Seorang mahasiswa Amerika, Nohemi Gonzalez yang berusia 23 tahun, termasuk di antara 130 orang yang tewas ketika penyerang menargetkan serangkaian tempat dengan bom dan senjata, termasuk teater Bataclan dan stadion nasional Prancis. Gonzalez terkena tembakan saat sedang duduk di sebuah bistro.

Keluarga Gonzalez berpendapat bahwa Google, melalui platform berbagi video YouTube, memberikan bantuan ilegal kepada ISIS dengan mendistribusikan materinya.

Pengadilan yang lebih rendah sebelumnya menolak kasus tersebut, yang berupaya mempersempit ruang lingkup perlindungan yang diberikan kepada perusahaan internet untuk konten yang diposting oleh pengguna, di bawah undang-undang yang dikenal sebagai Pasal 230 Undang-Undang tentang Kesusilaan Komunikasi.

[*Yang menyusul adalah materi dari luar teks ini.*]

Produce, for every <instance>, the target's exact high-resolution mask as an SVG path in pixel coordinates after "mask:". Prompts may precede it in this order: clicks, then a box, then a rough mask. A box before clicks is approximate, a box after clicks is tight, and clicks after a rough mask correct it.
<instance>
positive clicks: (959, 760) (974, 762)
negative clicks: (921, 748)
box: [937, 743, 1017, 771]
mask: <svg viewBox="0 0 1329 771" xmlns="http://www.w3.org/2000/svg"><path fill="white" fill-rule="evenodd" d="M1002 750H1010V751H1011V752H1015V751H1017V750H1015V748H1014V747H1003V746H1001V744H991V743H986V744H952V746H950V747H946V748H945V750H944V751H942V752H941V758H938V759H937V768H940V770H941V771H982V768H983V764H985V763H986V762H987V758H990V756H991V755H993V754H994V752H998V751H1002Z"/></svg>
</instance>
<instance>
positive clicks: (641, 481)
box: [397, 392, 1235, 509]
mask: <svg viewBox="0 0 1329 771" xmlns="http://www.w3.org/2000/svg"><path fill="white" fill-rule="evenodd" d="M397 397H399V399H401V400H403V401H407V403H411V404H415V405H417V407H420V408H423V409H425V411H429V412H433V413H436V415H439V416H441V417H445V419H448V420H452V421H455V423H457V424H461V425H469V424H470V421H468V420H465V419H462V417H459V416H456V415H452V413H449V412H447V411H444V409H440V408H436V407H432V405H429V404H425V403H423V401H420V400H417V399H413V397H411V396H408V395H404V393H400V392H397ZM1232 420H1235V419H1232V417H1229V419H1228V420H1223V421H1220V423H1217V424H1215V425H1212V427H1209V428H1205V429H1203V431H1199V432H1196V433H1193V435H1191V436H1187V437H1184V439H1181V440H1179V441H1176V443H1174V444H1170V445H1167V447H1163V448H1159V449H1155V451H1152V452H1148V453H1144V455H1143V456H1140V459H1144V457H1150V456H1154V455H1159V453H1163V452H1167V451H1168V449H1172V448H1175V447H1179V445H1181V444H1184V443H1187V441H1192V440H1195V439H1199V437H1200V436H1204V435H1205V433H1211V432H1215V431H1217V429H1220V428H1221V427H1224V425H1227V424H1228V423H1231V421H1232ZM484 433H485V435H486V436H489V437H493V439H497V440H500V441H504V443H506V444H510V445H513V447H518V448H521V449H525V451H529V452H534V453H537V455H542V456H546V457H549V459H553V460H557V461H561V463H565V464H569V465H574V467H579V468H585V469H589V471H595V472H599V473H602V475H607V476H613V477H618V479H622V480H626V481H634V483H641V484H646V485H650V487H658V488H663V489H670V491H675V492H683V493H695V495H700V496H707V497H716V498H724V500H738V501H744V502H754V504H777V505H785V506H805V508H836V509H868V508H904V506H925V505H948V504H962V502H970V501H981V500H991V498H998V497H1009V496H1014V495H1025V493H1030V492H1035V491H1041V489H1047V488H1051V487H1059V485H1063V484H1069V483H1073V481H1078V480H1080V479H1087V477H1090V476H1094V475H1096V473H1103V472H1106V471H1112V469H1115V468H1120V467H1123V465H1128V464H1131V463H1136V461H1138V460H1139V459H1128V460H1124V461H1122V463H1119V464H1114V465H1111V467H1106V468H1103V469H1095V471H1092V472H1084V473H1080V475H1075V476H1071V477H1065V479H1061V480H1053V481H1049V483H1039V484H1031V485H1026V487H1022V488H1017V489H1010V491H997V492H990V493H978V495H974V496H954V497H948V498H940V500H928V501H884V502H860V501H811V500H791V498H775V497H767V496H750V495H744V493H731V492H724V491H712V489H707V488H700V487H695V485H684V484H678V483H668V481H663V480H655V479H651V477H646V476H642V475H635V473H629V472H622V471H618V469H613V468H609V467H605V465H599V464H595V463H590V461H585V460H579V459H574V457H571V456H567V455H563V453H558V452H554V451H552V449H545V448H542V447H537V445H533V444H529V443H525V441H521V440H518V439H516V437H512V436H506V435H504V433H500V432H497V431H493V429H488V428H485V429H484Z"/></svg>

Dalam opini yang tidak ditandatangani pada hari Kamis, Mahkamah Agung mengatakan hanya ada sedikit bukti yang menghubungkan Google dengan serangan Paris.

“Oleh karena itu, kami menolak untuk membahas penerapan Bagian 230 pada pengaduan yang tampaknya menyatakan sedikit, jika ada, klaim yang masuk akal untuk keringanan,” bunyi pendapat itu.

Mahkamah Agung mendengar argumen dalam kedua kasus pada bulan Februari, ketika mereka menyatakan skeptis tentang manfaat mereka.